Prosector Anders Jakobsson told Swedish Radio News on Thursday that several police reports have been filed against Eliasson since the story broke, and that because of this, he will now collect materials to check whether a crime was committed.
Eliasson has told Swedish Radio that he does not believe police broke security regulations when the agency allowed a private company online access to payroll and personnel information.
"We have not acted in violation of the security regulations (Säkerhetsskyddsförordningen). Our view is that we have chosen an alternative approach instead of the defense encryption," Eliasson told Swedish Radio.
Eliasson came under fire on Wednesday after Swedish Radio revealed that he decided, back in the spring of 2015, to forgo using encryption programs approved by the Defense Ministry to keep personnel data safe.

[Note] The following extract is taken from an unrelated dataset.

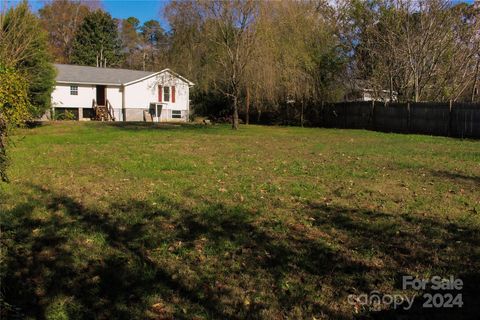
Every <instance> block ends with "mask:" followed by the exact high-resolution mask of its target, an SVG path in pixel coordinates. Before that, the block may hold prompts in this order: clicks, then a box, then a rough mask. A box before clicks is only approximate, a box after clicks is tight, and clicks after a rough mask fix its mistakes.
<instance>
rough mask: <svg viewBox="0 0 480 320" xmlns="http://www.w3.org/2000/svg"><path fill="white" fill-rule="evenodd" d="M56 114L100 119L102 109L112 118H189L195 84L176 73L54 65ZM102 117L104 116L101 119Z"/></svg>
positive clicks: (86, 119)
mask: <svg viewBox="0 0 480 320" xmlns="http://www.w3.org/2000/svg"><path fill="white" fill-rule="evenodd" d="M55 67H56V68H57V77H56V85H55V89H54V91H53V93H52V110H53V112H54V113H55V114H57V115H58V114H62V113H65V112H66V111H69V112H70V113H71V114H73V115H75V118H76V119H78V120H90V119H99V114H100V112H99V111H102V110H105V112H106V114H108V119H107V118H106V119H105V120H115V121H158V122H160V121H188V117H189V111H190V108H189V101H190V100H189V94H190V88H191V87H192V86H193V85H194V84H193V83H192V82H191V81H189V80H187V79H185V78H184V77H182V76H180V75H179V74H177V73H175V72H173V71H171V70H169V69H165V70H162V71H160V72H148V71H138V70H126V69H113V68H97V67H86V66H77V65H66V64H55ZM102 119H103V118H102Z"/></svg>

Police said they were in a hurry to get help with their payroll and personnel IT system and that using their own encryption programs would save money. That's why they contacted the Canadian company CGI who developed the system and why they granted them access to such information as officers' names, salaries, addresses and other personal details.
Eliasson admitted that the decision, documentation of which was seen by Swedish Radio reporters, was poorly formulated and gives the wrong impression.
Swedish Radio investigative reporter Daniel Öhman said Eliasson made the final decision to grant the exception that would allow the police to forgo the required encryption programs in sending data to CGI.
Experts at the Defense Ministry said dropping the compulsory encryption programs could jeopardize the data and allow unintended access.
Justice Minister Morgan Johansson said on Wednesday that the Swedish Security Service would investigate the incident.